Vladimir se leva. Elle poussa un cri de douleur, et étendit les bras comme pour le retenir ; à un regard de lui, elle baissa le front, et ses bras retombèrent inertes. Il sortit. Elle s’affaissa sur le tapis, sanglotant.

Des jours se passèrent, puis des semaines, un mois entier ; Vladimir ne revint pas. Il évita même de revoir Mihaël.

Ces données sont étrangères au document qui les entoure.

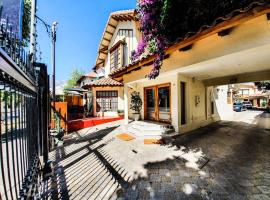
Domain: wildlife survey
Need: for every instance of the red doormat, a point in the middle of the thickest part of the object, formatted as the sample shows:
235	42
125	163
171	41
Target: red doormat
153	141
125	137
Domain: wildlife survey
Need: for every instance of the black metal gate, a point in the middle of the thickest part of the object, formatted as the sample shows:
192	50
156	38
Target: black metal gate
24	119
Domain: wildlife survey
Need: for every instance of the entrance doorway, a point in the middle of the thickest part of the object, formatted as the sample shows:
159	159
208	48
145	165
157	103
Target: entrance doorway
157	104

Olga souffre le martyre. Elle sait maintenant qu’il l’aime et qu’il la méprise ; sa passion s’enflamme également de cet amour et de cette haine. Elle commence des lettres qu’elle déchire ; elle fait seller son cheval pour aller chez lui, et n’y va pas. Elle reste des heures plongée dans une amère contemplation. Toutes ses pensées sont pour lui. Le soir, lorsqu’elle est debout à sa fenêtre, à chaque instant elle croit entendre le pas de son cheval ou sa voix. Que de nuits elle passe à se retourner sur sa couche sans sommeil jusqu’à ce que l’aube lui ferme les paupières ! ― Elle commence enfin à comprendre la musique et les poètes.

Il fait presque nuit. Elle est à son piano, elle joue la sonate, et avec les sons coulent ses larmes. Mihaël s’approche doucement, reste debout derrière son tabouret et l’attire à lui. Il ne la questionne pas ; elle appuie sa tête contre sa poitrine et pleure…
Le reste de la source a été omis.